The following example uses a loop and gets the same output as the recursive function. If you call the fun function bypassing the value 3, then you will also get the same output 321 as we get in the Recursive function example.

#include <stdio.h>

void fun(int n)

{

while (n > 0)

{

printf("%d", n);

n--;

}

}

int main ()

{

fun(3);

return 0;

}

Output: 321

The output is the same as well as the structure also looks similar between recursive function and loop. So, the point that I have to tell you here is that tail recursion can be easily converted in the form of a loop.

Which one to choose between Tail Recursive and Loop?

Let us decide which one is efficient. For this, we are going to compare the two examples that we have already discussed in this article. Please have a look at the below image.

Time Complexity:

In terms of time Complexity, if you analyze, both the function printing the same three values. That means the amount of time spent is the same whatever the value of ‘n’ is given. So, the time taken by both of them is the order of n i.e. O(n).

Space Complexity:

The recursive function internally utilizes a stack. For the value of 3, it will create a total of 4 activation records in a stack. Already we have done the analysis in our previous article. So, for a value n, the space taken by the Recursive mechanism is the order of n i.e. O(n)

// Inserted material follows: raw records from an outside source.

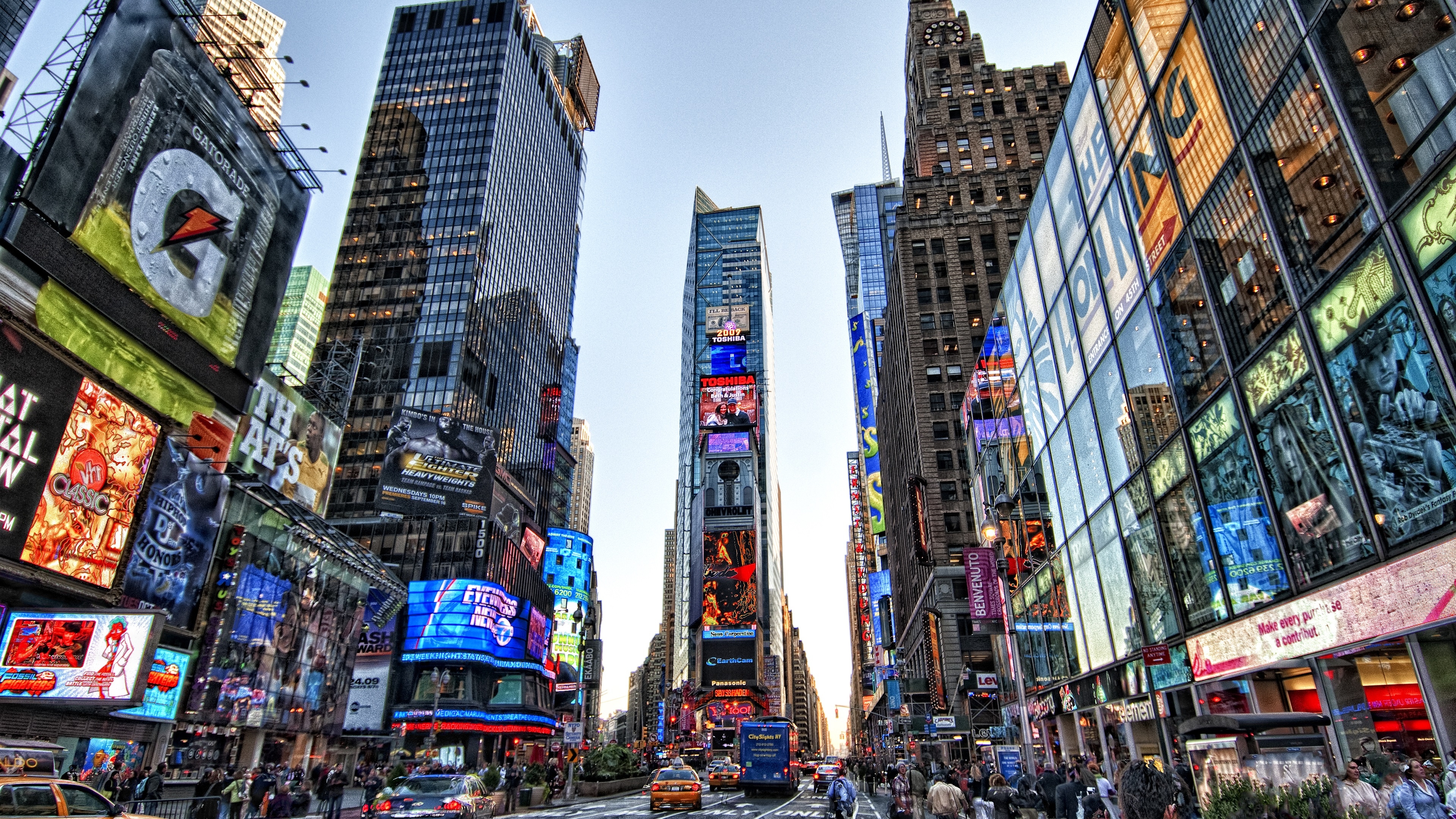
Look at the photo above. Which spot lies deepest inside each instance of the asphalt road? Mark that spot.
(730, 805)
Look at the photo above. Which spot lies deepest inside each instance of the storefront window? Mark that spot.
(1196, 575)
(1315, 199)
(1243, 531)
(1318, 509)
(1149, 397)
(1390, 397)
(1155, 25)
(1119, 85)
(1395, 65)
(1117, 591)
(1237, 251)
(1250, 43)
(1090, 599)
(1183, 311)
(1116, 259)
(1155, 601)
(1119, 441)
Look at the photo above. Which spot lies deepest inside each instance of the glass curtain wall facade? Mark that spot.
(1227, 411)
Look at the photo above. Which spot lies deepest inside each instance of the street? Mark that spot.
(804, 805)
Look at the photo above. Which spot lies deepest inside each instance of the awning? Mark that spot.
(1251, 723)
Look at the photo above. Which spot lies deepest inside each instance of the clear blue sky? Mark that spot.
(758, 102)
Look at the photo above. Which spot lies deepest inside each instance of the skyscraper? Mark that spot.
(728, 483)
(579, 515)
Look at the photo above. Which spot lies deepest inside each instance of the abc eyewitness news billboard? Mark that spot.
(162, 177)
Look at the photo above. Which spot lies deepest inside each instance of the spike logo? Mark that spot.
(199, 223)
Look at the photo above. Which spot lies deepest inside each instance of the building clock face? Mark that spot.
(944, 33)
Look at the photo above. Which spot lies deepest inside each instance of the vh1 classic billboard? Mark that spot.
(78, 655)
(436, 465)
(162, 177)
(727, 401)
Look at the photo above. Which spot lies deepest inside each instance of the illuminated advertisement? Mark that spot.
(730, 662)
(436, 465)
(164, 693)
(727, 401)
(730, 581)
(567, 568)
(475, 620)
(78, 655)
(724, 444)
(91, 490)
(174, 549)
(36, 390)
(287, 442)
(159, 173)
(728, 324)
(863, 349)
(1398, 596)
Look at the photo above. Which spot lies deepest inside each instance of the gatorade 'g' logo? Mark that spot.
(188, 282)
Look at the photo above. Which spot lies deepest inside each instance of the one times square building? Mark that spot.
(1213, 422)
(456, 278)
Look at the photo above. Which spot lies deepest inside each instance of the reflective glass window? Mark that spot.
(1395, 65)
(1250, 43)
(1090, 455)
(1243, 531)
(1116, 259)
(1189, 336)
(1087, 307)
(1155, 595)
(1090, 151)
(1197, 582)
(1119, 439)
(1390, 395)
(1117, 83)
(1090, 599)
(1068, 490)
(1194, 127)
(1317, 203)
(1066, 347)
(1314, 496)
(1117, 589)
(1234, 241)
(1148, 190)
(1066, 203)
(1149, 399)
(1155, 25)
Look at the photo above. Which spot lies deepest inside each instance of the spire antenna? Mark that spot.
(884, 149)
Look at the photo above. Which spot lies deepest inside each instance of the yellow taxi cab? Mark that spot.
(31, 789)
(724, 777)
(676, 788)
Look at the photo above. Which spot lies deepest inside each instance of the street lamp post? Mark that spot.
(439, 679)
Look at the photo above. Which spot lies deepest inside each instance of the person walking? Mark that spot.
(946, 800)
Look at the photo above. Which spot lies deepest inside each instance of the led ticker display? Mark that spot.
(474, 618)
(730, 581)
(727, 401)
(86, 513)
(78, 655)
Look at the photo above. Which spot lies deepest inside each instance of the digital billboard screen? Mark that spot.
(94, 484)
(474, 620)
(286, 441)
(730, 579)
(727, 401)
(164, 691)
(88, 655)
(158, 171)
(721, 444)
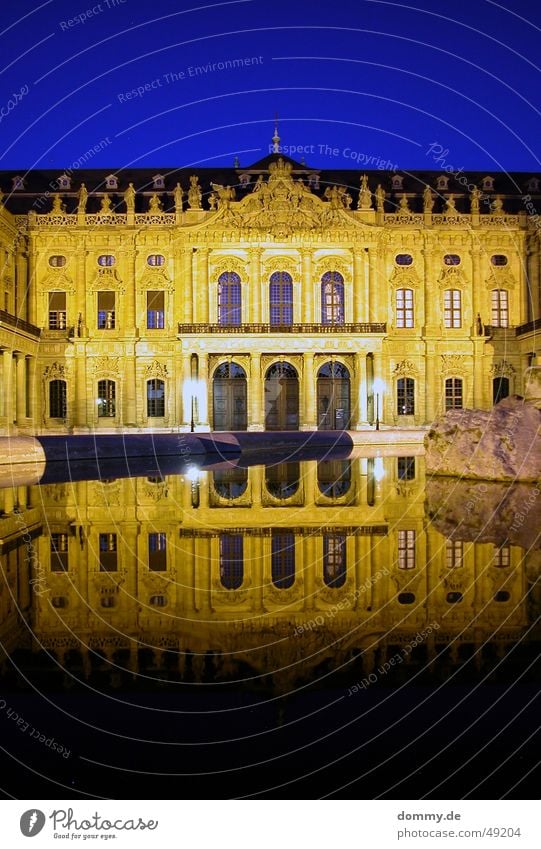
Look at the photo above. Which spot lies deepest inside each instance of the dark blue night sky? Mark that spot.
(356, 83)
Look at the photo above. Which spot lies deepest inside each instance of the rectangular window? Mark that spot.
(404, 307)
(106, 398)
(155, 310)
(406, 468)
(406, 549)
(106, 311)
(157, 552)
(57, 311)
(500, 308)
(453, 308)
(454, 551)
(59, 552)
(108, 553)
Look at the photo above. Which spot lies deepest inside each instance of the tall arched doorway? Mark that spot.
(333, 394)
(229, 398)
(281, 397)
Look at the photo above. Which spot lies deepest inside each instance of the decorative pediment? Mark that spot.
(282, 206)
(405, 369)
(454, 364)
(107, 278)
(156, 369)
(404, 278)
(156, 278)
(502, 369)
(224, 264)
(58, 281)
(105, 366)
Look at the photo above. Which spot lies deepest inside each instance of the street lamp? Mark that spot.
(379, 388)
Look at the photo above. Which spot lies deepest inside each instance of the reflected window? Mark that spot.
(106, 398)
(58, 399)
(155, 398)
(405, 396)
(282, 479)
(452, 308)
(334, 477)
(231, 561)
(283, 559)
(157, 552)
(155, 310)
(406, 549)
(332, 298)
(281, 298)
(405, 468)
(108, 553)
(230, 483)
(502, 556)
(453, 393)
(334, 560)
(404, 307)
(59, 553)
(229, 298)
(454, 553)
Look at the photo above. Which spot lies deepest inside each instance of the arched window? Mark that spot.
(283, 559)
(453, 393)
(404, 307)
(332, 298)
(334, 560)
(106, 398)
(58, 399)
(500, 308)
(229, 298)
(281, 298)
(452, 308)
(231, 561)
(155, 398)
(405, 396)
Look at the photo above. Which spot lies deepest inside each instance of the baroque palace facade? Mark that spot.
(273, 297)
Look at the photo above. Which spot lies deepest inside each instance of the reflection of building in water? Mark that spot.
(140, 300)
(262, 573)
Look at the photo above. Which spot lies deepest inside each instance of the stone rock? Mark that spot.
(500, 444)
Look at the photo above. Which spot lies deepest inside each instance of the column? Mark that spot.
(255, 400)
(20, 398)
(307, 293)
(359, 287)
(309, 415)
(186, 289)
(7, 360)
(360, 392)
(202, 392)
(253, 314)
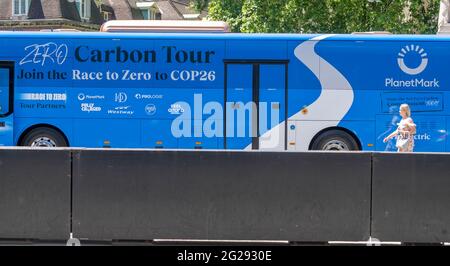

But in the loop, only 1 activation record will be created as it is not calling itself again. So, the space complexity of the loop is the order of 1 i.e. O(1) and it will just create only one activation record that is constant.

So, the conclusion is, if you have to write a tail recursion then better convert it into a loop that is more efficient in terms of space. But this will not be true for every type of recursion or loop. So, in the case of Tail Recursion, the loop is efficient.

Note: One more point that you have to remember is some compilers (under code optimization inside compiler), will check, if you have written any function which is tail recursion, then they will try to convert it in the form of a loop. It means they will try to reduce the space consumption and they will utilize only the order of 1 i.e. O(1).